Author: travispnorton
Posted: Wed Nov 23, 2011 10:42 pm
Zero cravings as of late, but in the spirit of Thanksgiving I would just like to say that I am extremely grateful for buprenorphine and methadone. Total junkie statement, but whatever! Methadone gave me a safety net for a few years, raising my tollerence to a point that I was never in a position to OD. Buprenorphine has been a godsend for me, giving me time to be 100% in recovery for the longest duration in my life. At the same time, props to me, because at the end of the day buprenorphine isn’t living my life for me; I’ve stepped up in ways that I never had before! I also don’t do family stuff on Thanksgiving, I’m just not a fan of most of them, so I don’t put myself through it. I forced myself to for many years so as not to upset people I am close to, but I wasn’t doing myself any favors in the process.

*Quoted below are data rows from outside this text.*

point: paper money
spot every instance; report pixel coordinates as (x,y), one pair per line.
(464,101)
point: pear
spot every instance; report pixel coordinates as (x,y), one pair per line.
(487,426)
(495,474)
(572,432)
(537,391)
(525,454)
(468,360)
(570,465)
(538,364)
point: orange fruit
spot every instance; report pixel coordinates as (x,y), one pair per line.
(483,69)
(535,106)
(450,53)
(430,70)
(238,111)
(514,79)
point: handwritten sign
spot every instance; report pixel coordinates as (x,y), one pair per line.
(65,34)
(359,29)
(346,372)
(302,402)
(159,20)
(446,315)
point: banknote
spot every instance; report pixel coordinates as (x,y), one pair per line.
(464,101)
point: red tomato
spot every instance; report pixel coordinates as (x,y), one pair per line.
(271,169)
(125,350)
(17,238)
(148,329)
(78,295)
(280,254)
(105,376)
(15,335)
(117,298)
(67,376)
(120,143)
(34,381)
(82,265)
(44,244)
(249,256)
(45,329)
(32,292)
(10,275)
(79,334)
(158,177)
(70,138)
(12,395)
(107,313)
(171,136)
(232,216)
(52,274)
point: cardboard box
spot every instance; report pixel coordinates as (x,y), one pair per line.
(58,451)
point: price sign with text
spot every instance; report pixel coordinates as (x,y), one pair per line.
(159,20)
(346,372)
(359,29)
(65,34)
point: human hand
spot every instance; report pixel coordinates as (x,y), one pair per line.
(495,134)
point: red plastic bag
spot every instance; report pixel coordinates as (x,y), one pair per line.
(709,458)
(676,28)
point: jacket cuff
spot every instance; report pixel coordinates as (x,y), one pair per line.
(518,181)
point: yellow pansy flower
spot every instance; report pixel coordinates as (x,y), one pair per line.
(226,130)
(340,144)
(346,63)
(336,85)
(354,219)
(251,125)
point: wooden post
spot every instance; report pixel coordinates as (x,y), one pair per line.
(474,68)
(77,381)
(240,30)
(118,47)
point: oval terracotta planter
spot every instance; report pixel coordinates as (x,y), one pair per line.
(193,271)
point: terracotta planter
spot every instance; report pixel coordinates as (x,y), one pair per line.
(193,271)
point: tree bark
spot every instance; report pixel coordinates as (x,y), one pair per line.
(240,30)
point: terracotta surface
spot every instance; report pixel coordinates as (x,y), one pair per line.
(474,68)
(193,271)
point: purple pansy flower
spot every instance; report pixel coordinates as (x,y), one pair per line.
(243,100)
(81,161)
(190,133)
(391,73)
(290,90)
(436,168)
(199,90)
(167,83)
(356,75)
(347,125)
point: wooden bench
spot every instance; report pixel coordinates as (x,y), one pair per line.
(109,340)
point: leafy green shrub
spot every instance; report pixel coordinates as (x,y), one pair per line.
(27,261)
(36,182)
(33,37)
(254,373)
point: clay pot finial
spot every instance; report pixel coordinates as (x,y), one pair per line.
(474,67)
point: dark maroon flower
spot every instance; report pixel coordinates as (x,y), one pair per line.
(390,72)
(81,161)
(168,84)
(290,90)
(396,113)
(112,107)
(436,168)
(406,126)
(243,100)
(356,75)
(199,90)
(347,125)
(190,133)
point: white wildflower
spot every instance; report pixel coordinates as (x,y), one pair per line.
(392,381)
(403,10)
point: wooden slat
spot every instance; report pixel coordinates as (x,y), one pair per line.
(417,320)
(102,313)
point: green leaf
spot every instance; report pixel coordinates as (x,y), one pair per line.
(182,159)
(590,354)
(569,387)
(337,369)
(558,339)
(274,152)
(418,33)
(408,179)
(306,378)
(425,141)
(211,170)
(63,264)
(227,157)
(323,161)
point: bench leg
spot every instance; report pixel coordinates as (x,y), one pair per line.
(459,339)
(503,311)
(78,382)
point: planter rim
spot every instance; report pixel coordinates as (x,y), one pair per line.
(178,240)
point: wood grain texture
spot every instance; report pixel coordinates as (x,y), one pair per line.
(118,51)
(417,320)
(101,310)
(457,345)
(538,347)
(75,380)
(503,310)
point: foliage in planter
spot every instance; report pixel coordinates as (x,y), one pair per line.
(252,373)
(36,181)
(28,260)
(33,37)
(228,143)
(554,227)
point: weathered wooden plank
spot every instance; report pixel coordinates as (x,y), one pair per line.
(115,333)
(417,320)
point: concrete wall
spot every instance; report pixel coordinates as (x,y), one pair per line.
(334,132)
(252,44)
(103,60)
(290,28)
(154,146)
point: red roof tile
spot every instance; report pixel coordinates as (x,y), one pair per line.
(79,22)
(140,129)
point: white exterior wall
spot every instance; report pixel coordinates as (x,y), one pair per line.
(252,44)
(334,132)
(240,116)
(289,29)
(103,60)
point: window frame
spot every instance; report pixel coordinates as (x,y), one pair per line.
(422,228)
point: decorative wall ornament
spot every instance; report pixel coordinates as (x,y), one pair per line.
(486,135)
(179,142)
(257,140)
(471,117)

Though I’m not a huge supporter of NA, I love their idea of one addict helping another addict/fellowship. This Thanksgiving, I am going to be bringing some traditional Thanksgiving foods to a halfway house/sober apartment where a friend from using days past is on house arrest after just getting out of jail last Saturday on a 1.5 year old opioid related charge. He’s been in treatment at this facility for 9 months. That’s my idea of Thanksgiving, not sitting in a house full of relative I don’t really like, but pretend to like while being a neurotic mess.
Thanks Indigo, and Happy/Safe Thanksgiving to everyone!